Im Sinne einer funktionierenden Sozialpartnerschaft braucht es neben einer Arbeitgebervertretung auch eine Vertretung der Interessen der Arbeitnehmenden. Das heutige Mandat der Gewerkschaften für die Vertretung der Arbeitnehmenden ist historisch gewachsen. Durch die schwindenden Mitglie­derzahlen, aber auch die neuen Arbeitsformen erscheinen Teile der heutigen Ausgestaltung der Sozialpartnerschaft als Anachronismus. Was es braucht, ist eine Erneuerung der Sozialpartnerschaft. Zwar sind diese weitaus besser als ein staatliches oder kantonales Diktat und etwa kantonalen Min­destlöhnen vorzuziehen. Dennoch ergeben sich liberale Ansätze, um die Sozialpartnerschaft neu zu denken. Denn das heutige System ist komplex, unübersichtlich, kostspielig und führt zu Fehlanreizen.

  1. Insgesamt ist das Arbeitsgesetz flexibler zu gestalten, um auf die tatsächliche Arbeitspraxis einzugehen. So könnte eine neue Rechtsform des «selbständigen Angestellten» die spezifi­schen Bedürfnisse der neu entstehenden Arbeitsformen wie der Plattformökonomie besser abdecken.
  2. Die heutige Ausgestaltung der allgemeinverbindlichen GAV ist zu überprüfen, um damit auch der «Vergewerkschaftung» des Arbeitsmarktes entgegenzutreten. Das übermässige Anfüh­ren «besonderer Umstände» bei der Allgemeinverbindlichkeitserklärung ist einzustellen. Es braucht eine konsequente Durchsetzung des Arbeitnehmerquorums durch die zuständigen Behörden.
  3. Über Gelder, welche den paritätischen Kommissionen im Rahmen ihrer Kontrollfunktion für die Umsetzung der flankierenden Massnahmen zufliessen, ist mehr Transparenz über den Zufluss und den Verwendungszweck zu schaffen.
  4. Es ist zu überprüfen, ob die Kontrollaufgaben der paritätischen Kommissionen und der staat­lich besoldeten Arbeitsmarkt-Inspektorate als öffentlicher Auftrag unter Wettbewerbsbedin­gungen ausgeschrieben werden können.
  5. Die missbräuchliche Bildung von Reserven und Rückstellungen durch paritätische Kommissio­nen ist zu unterbinden. Freiwerdende Mittel sind für die Reduktion der Vollzugskostenbei­träge zu verwenden.
  6. Die unterschiedliche Ausgestaltung der Konventionalstrafen in den GAV und deren Umset­zung durch die zuständigen Kommissionen ist zu überprüfen.
  7. Die Transparenz bei den pauschal abrechnenden Arbeitslosenklassen ist ungenügend.
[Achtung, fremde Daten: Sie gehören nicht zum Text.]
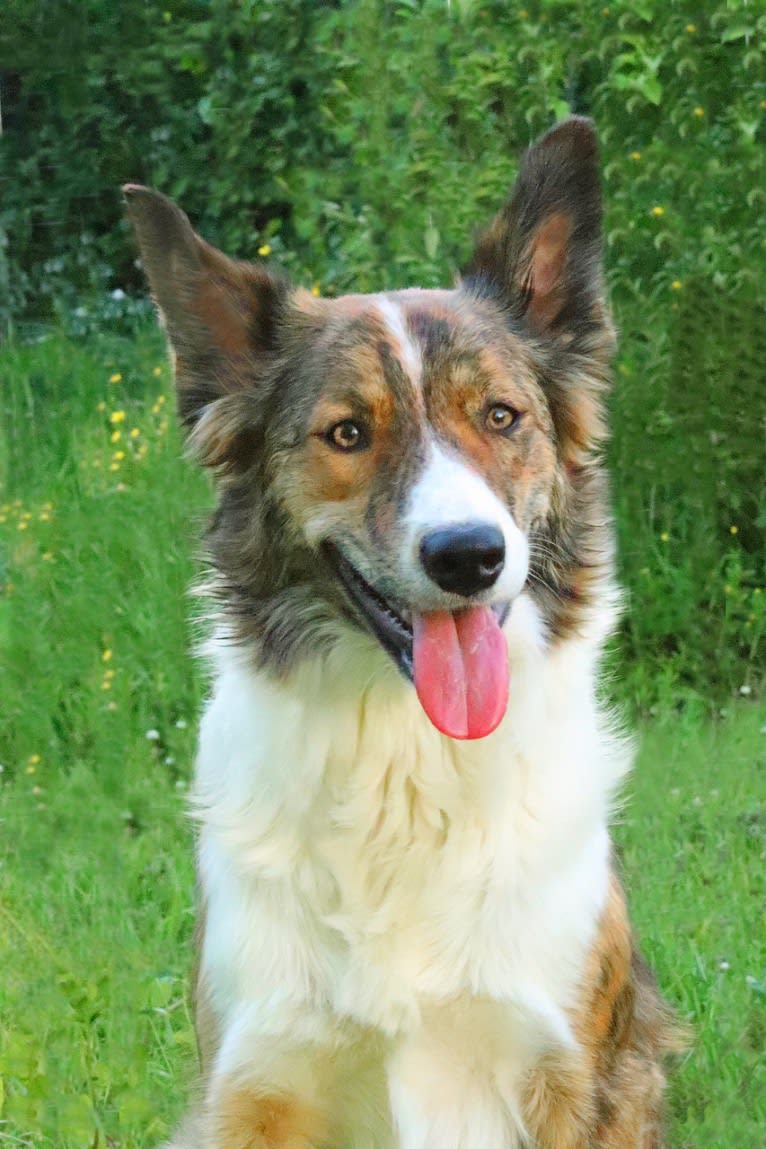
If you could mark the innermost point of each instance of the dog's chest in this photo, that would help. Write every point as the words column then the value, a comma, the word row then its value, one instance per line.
column 378, row 869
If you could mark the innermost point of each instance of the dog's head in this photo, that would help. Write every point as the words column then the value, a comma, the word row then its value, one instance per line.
column 407, row 462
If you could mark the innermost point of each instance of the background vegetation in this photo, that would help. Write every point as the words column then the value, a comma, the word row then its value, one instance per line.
column 357, row 144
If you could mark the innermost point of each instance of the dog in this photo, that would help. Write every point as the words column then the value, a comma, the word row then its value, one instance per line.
column 412, row 934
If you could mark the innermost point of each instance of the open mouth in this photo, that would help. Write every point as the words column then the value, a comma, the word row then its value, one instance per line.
column 457, row 660
column 391, row 625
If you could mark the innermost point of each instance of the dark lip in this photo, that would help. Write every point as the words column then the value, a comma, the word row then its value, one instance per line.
column 384, row 619
column 388, row 623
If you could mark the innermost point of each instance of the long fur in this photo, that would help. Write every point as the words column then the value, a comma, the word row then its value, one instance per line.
column 405, row 940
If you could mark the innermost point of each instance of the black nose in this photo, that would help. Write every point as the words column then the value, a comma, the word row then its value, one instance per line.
column 465, row 558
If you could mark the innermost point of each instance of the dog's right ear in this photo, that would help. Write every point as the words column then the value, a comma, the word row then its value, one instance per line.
column 221, row 315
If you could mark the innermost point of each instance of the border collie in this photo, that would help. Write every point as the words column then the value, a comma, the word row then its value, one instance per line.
column 411, row 932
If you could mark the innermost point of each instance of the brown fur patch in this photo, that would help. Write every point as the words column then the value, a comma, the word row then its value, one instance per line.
column 245, row 1119
column 612, row 1097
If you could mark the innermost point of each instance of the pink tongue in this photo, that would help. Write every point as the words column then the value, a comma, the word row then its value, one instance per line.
column 461, row 670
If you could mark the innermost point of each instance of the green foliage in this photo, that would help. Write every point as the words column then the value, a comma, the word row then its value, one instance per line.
column 365, row 139
column 362, row 143
column 98, row 706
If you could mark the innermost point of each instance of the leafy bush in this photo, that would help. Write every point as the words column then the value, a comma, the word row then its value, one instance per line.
column 363, row 141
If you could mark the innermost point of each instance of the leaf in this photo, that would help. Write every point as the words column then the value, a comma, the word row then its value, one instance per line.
column 651, row 89
column 431, row 240
column 76, row 1119
column 736, row 32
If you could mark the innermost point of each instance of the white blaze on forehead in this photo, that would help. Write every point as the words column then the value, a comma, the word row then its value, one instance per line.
column 448, row 493
column 409, row 352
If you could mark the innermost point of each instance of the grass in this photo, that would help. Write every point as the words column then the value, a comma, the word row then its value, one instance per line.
column 98, row 704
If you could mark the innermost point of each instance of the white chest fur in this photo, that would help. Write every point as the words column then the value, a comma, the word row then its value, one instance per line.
column 368, row 879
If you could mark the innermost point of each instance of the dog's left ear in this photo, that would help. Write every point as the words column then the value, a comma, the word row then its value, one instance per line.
column 542, row 254
column 221, row 315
Eine Abschaffung der Pauschalabrechnung ist zu prüfen.

Um das bewährte Schweizer System der Sozialpartnerschaft auf zukunftsfähige Basis zu stellen und weiterhin für alle Parteien tragbar zu gestalten, benötigt es liberale Reformen. Der Arbeitsmarkt befindet sich im Zeitalter der Dienstleistungsgesellschaft und der Digitalisierung. Nun gilt es, die Sozial­partnerschaft ebenfalls für das 21. Jahrhundert fit zu machen.